Work begins with data reading and its preprocessing. Some of the presented pictures are square, others are not, so first of all, we must bring all the images to a single shape (I use the OpenCV to perform this). For example, Figure 1 is converted to a square shape - Figure 2.
After that we need to resize the images to the same dimensionality (example: Figure 3 is obtained by resizing Figure 2 to 30x30 px)
After processing the images themselves, we will now focus on the entire dataset. From Figure 4 we see that the distribution of images for each class is uneven. For better performance, we will perform an augmentation: randomly modify existing pictures and add them as new data to the same class so that the number of examples in all classes is equal (Figure 5)
In this case, the original images were subjected to several types of augmentation with random coefficients, which seemed to me the most suitable for the problem of recognizing the traffic signs. This is a rotation from -45 to 45 (because the real signs may well be rotated that way), adding random noise to the image (because the cameras and transmitting information are not perfect, and noise appears in real life), rescaling the image intensity (because it is natural that among the real data there will be pictures with very different brightness and saturation: from night images to those taken in a bright sunlight) and blurring pictures (as a representation of a poor quality shooting). Here are the examples of a) rotation, b) noise adding, c) intensity rescaling, d) blur image: These techniques can be applied not only individually but also together, for example:
It remains only to normalize the values for all images and translate the matrix representation into a one-dimensional vector using the numpy.ravel function.

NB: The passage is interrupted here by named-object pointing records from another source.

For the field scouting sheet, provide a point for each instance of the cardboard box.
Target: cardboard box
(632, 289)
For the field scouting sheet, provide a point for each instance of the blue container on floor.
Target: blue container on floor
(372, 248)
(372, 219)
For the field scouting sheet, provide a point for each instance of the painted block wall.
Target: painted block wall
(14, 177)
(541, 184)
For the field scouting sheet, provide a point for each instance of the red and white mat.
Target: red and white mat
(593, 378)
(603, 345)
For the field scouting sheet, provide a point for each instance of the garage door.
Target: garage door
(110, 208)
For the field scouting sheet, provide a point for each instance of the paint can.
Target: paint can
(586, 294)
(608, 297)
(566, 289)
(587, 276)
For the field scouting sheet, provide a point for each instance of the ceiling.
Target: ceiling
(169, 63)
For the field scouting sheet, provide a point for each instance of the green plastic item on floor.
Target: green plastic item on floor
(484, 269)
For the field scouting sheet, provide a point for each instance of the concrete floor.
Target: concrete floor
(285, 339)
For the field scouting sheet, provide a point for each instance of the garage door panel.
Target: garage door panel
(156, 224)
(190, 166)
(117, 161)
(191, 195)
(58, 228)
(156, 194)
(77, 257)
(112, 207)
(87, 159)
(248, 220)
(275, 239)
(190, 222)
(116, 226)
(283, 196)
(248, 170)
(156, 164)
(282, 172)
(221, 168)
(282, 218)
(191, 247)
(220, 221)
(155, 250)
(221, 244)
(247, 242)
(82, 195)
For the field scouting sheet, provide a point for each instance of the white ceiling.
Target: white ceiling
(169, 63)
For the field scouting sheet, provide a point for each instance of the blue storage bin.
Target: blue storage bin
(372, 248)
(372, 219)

Now we train RandomForestClassifier and evaluate the predicted values on the validation and test sets & recall and precision:
validation_accuracy = 0.76
test_accuracy = 0.735
We said earlier that on a heterogeneous dataset, the augmentation (generation of synthetic data) is necessary. But how will the result change if this augmentation is not carried out? Let us evaluate the same model without synthetic data generation step:
test_accuracy = 0.76
It turns out that augmentation increases the accuracy score (not much, but still) and is useful to apply. Let us now try to change the size of preprocessed images and see what happens. As a result of calculations, we get the following numbers:
10x10: time - 88.6205, score - 0.6136
20x20 : time - 136.4541, score - 0.71045
30x30: time - 289.7632, score - 0.73365
40x40: time - 337.2045, score - 0.7476
50x50: time - 558.6452, score -0.7515
Thus, we clearly see that the accuracy depends on the size of the image (which only confirms the thoughts on the mistakes of the classifier). In turn, the runtime and image size are not interdependent. Time depends on many parameters and varies greatly from iteration to iteration, in opposite to accuracy.

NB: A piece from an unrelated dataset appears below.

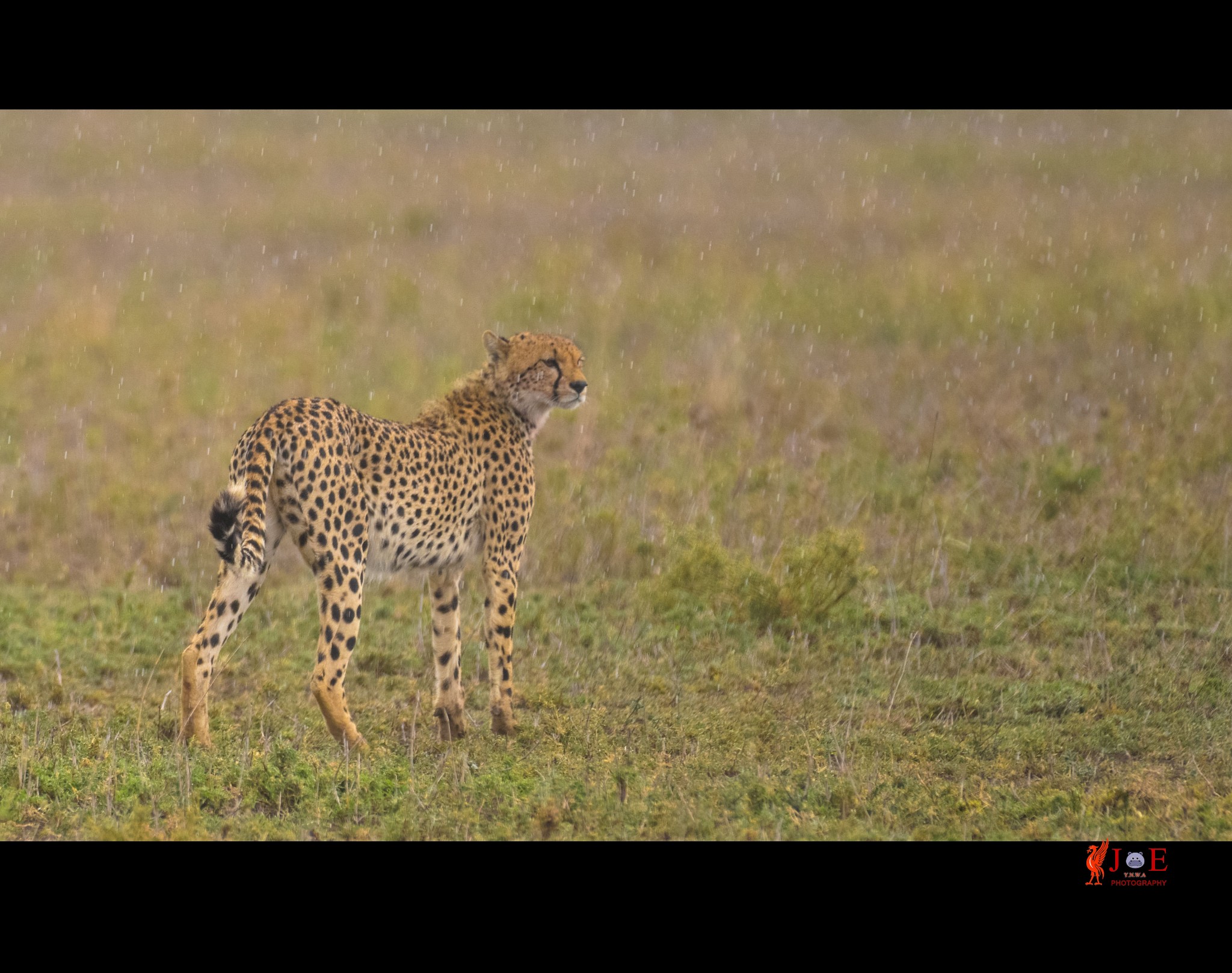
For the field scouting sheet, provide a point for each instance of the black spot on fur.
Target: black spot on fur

To summarize: we wrote an algorithm that solves the traffic sign recognition problem using RandomForestClassifier and augmentation techniques and did the performance analysis. We also found out how the parameter of data preprocessing (image size) and the generation of synthetic data affect the result. I think it’s also worth trying to add image cropping to the image preprocessing so that too much background does not fall into the frame; and also improve data transformation within the augmentation.